Posiblemente y desde mi punto de vista particular, Érase una vez en Hollywood creo que es la película menos Tarantino del director. Al menos así lo es en sus dos primeros actos y en cuanto a ritmo y contenido se refiere. Por el contrario sí que el último acto, a partir de las dos horas, es cuando el filme se acerca más a lo que en nuestras cabezas identificamos como el estilo de cine al que nos tiene acostumbrado este genio del celuloide. No digo con esto que no sea  una gran obra de principio a fin, pero puede no ser lo que esperamos.

Quentin ha querido reflejar en esta película lo que sería una perfecta radiografía de la industria del cine  estadounidense de 1969. El título sirve como homenaje personal de Tarantino a una de sus películas favoritas: Hasta que llegó su hora, un western de Sergio Leone, que en inglés se llamó Once Upon a Time in the West (la traducción literal sería Érase una vez en el Oeste).

Según comentó en su día Tarantino, es su 9ª y penúltima película, muy a pesar de la inmensa mayoría de los amantes del séptimo arte. Porque es uno de los directores que, a quien más y a quien menos, nunca te deja indiferente cautiva desde el primer minuto. El filme trata, por encima de todo, de un actor que hasta hace bien poco estaba en la cima de la industria cinematográfica y que ve cómo su carrera empieza a desvanecer como el humo de un cigarrillo. Es interpretado por un inconmensurable Leonardo DiCaprio. Y es que Brad Pitt está de fábula en su papel, increíble, muy empático, pero Leo se sale. Diría que probablemente éste es su mejor papel, y si, lo digo con la boca bien abierta aunque debo de reconocer que hubo una temporada en la que no podía ni verlo en pintura. De hecho, es mi apuesta desde ya para los Oscars o cualquier otro premio que se les pueda dar estos dos gigantes del cine

.

Margot Robbie interpreta a la actriz y esposa de Roman Polanski, Sharon Tate, la cual nos regala una de las escenas más emotivas y tiernas del filme cuando entra al cine a ver la proyección de una de sus propias películas. A destacar también el seductor papel de la joven Margaret Qualley, hija de la también actriz, Andie MacDowell, quien viene demostrando desde hace ya un tiempo que no está en la industria solo por ser hija de quien es, sino por trabajar sus roles como ninguna otra. Kurt Russell, Bruce Dern, Timothy Olyphant, Dakota Fanning, Luke Perry e incluso un pequeño cameo de un habitual en el cine de Tarantino, Michael Madsen, también hacen su aparición y llenan aún más el gran cariño que le pone Tarantino a sus personajes, aunque aparezcan durante muy poco tiempo en pantalla.

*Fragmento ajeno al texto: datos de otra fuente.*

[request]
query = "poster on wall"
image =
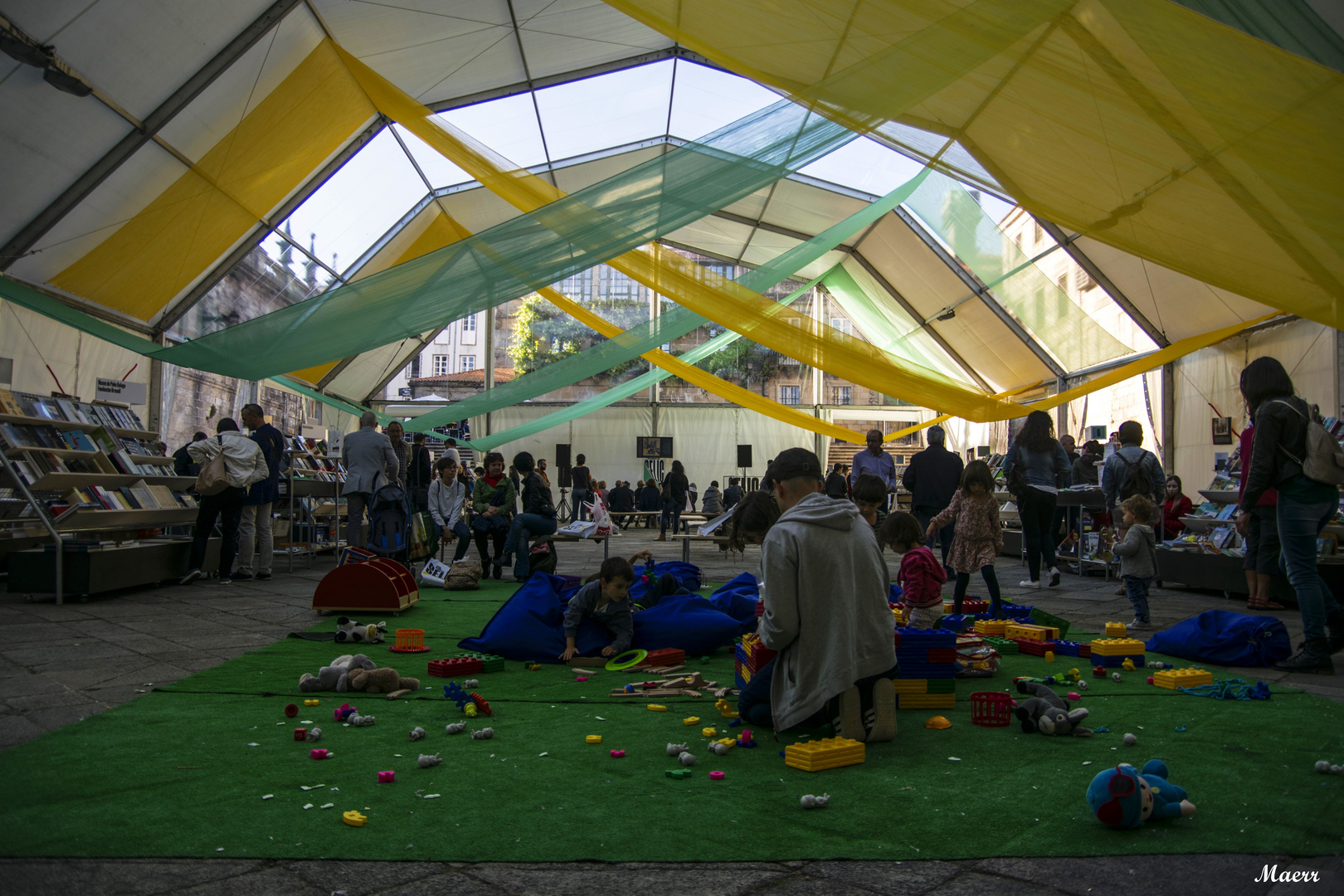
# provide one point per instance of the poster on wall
(123, 391)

Una gran narrativa nos acompaña durante las dos primeras horas en las que el argumento, principalmente dramático, gira en torno a sus dos personajes principales. Estos dos primeros actos, que pueden parecer un poco “planos”, sobretodo si comparamos con otros trabajos del director, se ve interrumpido de manera constante por ese exquisito humor negro al que nos tiene acostumbrado.

En el apartado sonoro y musical merece mención especial, ya que podríamos decir que Tarantino realmente ha construido su película alrededor de los auténticos temazos que ha decidido incluir en su película. Casi todos ellos están incrustados en las propias acciones de los personajes, y no es raro que te sorprendas moviendo cabeza y pies en mitad de la proyección, ya que son canciones bastante reconocibles y que además están muy bien  sincronizadas en los puntos álgidos de cada una de ellas.

En resumen, Érase una vez en Hollywood, es otra gran película de Quentin Tarantino. Como  suele ser norma general en su cine, será amada y odiada por partes iguales, pero sin lugar a dudas, con la calidad y el sello tan personal que plasma Quentin Tarantino en todas sus obras, ya sea para bien o para mal.